The Greatest Mass Extinction In The Planet’s History Was Just Discovered!

Life on Earth has a very long and too complicated history. On more than one occasion, most species went extinct, and the vast biodiversity of the planet had gone back to square one again.

All extinctions severely affected evolution, as the remaining species had to be responsible for forming a new population.

The greatest extinction happened approximately 252 million years ago. It marked the finish of the Permian Epoch at the start of the Triassic Epoch.

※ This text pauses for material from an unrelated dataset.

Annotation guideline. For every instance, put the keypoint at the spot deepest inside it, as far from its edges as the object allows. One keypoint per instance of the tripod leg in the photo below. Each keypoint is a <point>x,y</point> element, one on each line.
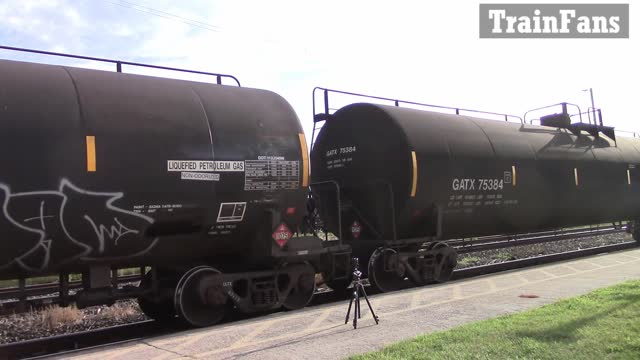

Approximately seventy-five percent of all life on land and over ninety percent of ocean life vanished in just a few thousand years.

Intense volcanic activities where Siberia is today and the release of vast amounts of methane from the seafloor were long believed to be the main reasons for the start of the extinction. However, the precise cause of extinction is most controversial for the moment.

Scientists from Italy, Germany, and Canada, in the framework of the EU-funded project BASE-LiNE Earth led by Prof. Dr. Anton Eisenhauer from the GEOMAR Helmholtz Centre for Ocean Research Kiel worked with the Helmholtz Centre Potsdam GFZ German Research Centre for Geosciences, managed to accurately reconstruct the entire chain of events from the time using cutting-edge analytical techniques and innovative geochemical models. The study was recently posted in the journal Nature Geoscience.

Analyzing various isotopes of the element boron helped the team of researchers trace the progress of the ocean’s pH values from 252 million years ago.

Increasing quantities of nutrients reached the oceans via rivers, and coasts resulted in over-fertilizations. That culminated in large-scale oxygen depletion and a permanent modification of many elemental cycles: “This domino-like collapse of the inter-connected life-sustaining cycles and processes ultimately led to the observed catastrophic extent of mass extinction at the Permian-Triassic boundary,” said Dr. Jurikova, the first author of the study.